FBR-Bioflotation: Biologischer Reaktor + DAF-Klärung

Das exklusive System von SIGMADAF für die Behandlung von Abwässern mit hoher organischer Belastung, das einen biologischen Belüftungsreaktor mit einem DAF-System kombiniert. Dieses Verfahren ermöglicht es, ein Abwasser zu erhalten, das die Einleitungsgrenzwerte einhält, und einen Schlamm mit einem drei- bis viermal höheren Trockensubstanzgehalt als bei anderen Lösungen.

Das FBR-Verfahren (Flotations-Bio-Reaktor") kombiniert zwei Technologien:

  1. Ein biologischer Reaktor, in dem die biologische Behandlung in Gegenwart von Sauerstoff durchgeführt wird.
  2. Ein DAF-Klärsystem, das perfekt geklärtes Wasser produziert, das abgefüllt werden kann.

Das SIGMA BIODAF - FBR (flotationsbiologischer Reaktor) System nutzt die Flotation mit Hilfe eines DAF-Systems, um den Belebtschlamm vom Wasser zu trennen und sehr hohe Biomassekonzentrationen im Reaktionsmedium zu erreichen, bis zu 9000 mg/L MLSS. Es kann Durchflüsse von 50 bis 10000 m3/Tag und Biomassekonzentrationen im Reaktor von 2000 bis 9000 mg/L MLSS behandeln.

Operation

Während des biologischen Prozesses werden die organischen Stoffe im Wasser durch Adsorption und Agglomeration in mikrobielle Flocken umgewandelt.

Diese Biomasseflocken werden durch Koagulation, Flockung und Nachklärung in einer DAF-Flotationsanlage getrennt. Bei diesem Verfahren werden Biomasseflocken gebildet und durch Flotation mit Mikroluftblasen in einer Flotationsanlage für gelöste Luft (DAF) abgetrennt.

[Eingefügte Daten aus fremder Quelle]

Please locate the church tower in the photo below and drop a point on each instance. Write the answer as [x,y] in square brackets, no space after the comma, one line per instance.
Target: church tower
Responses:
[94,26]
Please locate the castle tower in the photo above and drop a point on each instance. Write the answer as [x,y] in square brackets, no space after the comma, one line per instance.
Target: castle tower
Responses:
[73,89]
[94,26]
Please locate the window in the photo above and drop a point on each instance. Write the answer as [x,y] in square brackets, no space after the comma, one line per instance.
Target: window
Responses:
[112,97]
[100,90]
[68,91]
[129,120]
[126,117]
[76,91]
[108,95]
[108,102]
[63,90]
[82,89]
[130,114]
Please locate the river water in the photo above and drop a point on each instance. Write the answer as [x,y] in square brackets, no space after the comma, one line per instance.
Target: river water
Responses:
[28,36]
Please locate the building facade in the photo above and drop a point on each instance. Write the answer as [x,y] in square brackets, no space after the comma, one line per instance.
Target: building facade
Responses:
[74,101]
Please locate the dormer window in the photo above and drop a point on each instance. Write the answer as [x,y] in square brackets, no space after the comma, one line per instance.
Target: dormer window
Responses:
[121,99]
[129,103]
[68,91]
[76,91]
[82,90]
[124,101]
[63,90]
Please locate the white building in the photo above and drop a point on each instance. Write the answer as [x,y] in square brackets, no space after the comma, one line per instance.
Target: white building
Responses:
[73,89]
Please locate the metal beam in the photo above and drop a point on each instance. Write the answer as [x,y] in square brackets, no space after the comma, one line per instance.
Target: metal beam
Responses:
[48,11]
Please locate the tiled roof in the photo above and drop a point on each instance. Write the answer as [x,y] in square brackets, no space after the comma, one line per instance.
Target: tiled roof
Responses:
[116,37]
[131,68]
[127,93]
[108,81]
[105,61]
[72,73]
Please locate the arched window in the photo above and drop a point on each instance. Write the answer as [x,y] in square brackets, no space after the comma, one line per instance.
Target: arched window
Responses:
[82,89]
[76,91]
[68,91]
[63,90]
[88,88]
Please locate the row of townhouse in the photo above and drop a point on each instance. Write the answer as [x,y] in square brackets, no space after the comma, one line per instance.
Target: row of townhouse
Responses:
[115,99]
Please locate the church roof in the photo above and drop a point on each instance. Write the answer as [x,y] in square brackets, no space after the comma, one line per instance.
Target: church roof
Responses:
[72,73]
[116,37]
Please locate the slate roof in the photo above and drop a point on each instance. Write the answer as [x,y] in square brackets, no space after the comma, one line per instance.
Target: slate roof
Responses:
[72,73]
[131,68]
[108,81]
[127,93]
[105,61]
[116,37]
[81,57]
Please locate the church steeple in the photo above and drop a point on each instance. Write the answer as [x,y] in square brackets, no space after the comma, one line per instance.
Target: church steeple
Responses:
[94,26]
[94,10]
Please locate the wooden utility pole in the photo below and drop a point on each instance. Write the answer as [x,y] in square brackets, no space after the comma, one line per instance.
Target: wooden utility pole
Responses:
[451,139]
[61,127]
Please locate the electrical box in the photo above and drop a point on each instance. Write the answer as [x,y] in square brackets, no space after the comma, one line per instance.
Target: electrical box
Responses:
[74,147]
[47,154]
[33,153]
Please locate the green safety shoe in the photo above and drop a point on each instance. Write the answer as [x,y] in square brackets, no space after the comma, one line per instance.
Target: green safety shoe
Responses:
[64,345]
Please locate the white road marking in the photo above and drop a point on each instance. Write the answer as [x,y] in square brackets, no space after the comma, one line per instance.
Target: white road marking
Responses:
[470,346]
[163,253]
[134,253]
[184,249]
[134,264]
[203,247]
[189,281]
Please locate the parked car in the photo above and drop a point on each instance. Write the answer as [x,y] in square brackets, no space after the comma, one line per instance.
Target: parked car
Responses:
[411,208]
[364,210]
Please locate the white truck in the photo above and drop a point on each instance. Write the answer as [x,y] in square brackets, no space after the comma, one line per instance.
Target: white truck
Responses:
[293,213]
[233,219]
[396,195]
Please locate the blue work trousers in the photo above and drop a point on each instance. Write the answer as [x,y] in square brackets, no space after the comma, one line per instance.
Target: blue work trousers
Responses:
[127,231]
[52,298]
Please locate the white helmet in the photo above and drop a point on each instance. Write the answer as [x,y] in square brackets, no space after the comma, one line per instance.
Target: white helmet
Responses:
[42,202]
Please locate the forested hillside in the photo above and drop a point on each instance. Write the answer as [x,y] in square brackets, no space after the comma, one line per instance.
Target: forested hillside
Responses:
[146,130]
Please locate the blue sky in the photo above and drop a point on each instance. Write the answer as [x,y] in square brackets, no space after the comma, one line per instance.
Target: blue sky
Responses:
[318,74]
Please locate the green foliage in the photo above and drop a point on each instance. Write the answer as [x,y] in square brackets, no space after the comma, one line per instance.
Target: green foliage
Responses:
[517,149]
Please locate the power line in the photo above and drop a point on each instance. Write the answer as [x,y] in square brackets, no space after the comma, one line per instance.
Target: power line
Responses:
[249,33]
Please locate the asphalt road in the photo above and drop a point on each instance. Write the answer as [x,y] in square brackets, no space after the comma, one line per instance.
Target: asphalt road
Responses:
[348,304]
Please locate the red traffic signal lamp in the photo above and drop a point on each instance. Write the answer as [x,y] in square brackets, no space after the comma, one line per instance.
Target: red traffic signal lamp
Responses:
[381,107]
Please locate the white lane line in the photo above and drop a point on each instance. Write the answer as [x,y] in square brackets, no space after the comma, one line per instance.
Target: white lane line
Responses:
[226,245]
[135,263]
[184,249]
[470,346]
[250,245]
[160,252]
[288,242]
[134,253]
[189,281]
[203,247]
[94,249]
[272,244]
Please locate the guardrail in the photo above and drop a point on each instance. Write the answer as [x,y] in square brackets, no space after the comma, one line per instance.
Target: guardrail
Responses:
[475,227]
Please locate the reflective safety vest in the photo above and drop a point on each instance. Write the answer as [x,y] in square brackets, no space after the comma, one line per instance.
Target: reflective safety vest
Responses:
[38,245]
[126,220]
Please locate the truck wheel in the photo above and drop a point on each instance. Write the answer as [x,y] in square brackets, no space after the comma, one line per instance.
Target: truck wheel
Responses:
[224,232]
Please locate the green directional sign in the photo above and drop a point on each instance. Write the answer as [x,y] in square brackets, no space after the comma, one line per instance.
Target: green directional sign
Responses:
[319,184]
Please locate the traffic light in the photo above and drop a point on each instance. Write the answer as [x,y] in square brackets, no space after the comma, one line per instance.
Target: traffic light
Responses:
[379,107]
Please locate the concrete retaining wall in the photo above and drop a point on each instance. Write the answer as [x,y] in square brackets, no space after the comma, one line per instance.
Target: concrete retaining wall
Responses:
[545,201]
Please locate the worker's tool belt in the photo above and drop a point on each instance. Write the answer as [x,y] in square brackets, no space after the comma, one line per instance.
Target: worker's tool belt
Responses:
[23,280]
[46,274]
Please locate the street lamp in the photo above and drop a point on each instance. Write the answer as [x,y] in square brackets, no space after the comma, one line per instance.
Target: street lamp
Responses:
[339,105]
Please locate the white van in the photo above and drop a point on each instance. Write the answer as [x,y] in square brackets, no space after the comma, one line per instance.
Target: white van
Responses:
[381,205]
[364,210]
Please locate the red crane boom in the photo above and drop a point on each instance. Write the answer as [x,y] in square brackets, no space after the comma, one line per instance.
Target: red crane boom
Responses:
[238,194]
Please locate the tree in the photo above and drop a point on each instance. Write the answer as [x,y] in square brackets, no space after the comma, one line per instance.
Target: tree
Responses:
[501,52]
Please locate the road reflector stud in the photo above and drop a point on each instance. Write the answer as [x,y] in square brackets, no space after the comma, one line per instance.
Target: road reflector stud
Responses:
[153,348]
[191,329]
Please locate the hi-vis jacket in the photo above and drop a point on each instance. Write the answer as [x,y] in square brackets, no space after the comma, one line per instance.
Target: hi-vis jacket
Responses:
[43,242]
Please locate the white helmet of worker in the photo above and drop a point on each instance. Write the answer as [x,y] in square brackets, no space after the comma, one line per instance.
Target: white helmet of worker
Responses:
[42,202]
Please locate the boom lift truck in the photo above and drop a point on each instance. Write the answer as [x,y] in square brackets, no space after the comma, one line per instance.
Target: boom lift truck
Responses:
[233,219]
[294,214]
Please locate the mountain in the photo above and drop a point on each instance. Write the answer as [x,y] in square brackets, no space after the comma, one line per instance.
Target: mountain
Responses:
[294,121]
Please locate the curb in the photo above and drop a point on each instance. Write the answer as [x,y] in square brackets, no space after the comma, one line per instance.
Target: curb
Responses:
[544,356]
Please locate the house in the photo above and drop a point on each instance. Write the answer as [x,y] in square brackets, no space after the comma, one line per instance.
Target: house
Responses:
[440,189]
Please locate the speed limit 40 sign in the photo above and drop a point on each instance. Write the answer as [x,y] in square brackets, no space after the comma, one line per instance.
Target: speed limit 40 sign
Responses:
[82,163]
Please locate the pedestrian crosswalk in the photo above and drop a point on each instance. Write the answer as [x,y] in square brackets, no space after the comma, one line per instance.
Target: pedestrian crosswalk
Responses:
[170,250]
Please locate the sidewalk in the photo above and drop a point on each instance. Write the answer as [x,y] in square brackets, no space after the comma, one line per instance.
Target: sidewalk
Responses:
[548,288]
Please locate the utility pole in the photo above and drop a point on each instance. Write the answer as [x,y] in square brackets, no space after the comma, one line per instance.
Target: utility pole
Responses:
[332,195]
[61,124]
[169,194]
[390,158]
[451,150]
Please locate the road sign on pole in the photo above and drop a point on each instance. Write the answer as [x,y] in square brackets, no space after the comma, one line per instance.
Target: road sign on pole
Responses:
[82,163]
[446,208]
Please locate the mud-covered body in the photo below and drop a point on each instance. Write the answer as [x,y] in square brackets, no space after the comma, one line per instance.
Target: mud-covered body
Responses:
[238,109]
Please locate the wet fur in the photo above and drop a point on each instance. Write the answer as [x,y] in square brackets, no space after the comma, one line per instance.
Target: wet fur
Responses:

Mit unseren FBR-Bioflotationssystemen können Schlämme mit einem 3 bis 4 Mal höheren Trockensubstanzgehalt als in herkömmlichen Systemen erzeugt werden.

Die Kombination dieser Technologien führt zu perfekt geklärtem Wasser, das unter Einhaltung der Einleitungsvorschriften abgeleitet werden kann. Andererseits entsteht ein Schlamm, der zum Teil in den biologischen Reaktor zurückgeführt wird, um eine stabile Biomassekonzentration aufrechtzuerhalten, und zum Teil als Spülwasser abgezogen wird.

Damit der Abtrennungsprozess die erwarteten Ergebnisse liefert, muss ein Polyelektrolyt mit flockender Wirkung in ein SIGMADAF PFL-Flockungssystem dosiert werden. Optional kann ein Koagulierungsmittel zugegeben werden, um Werte wie Trübung und Phosphorfällung zu reduzieren.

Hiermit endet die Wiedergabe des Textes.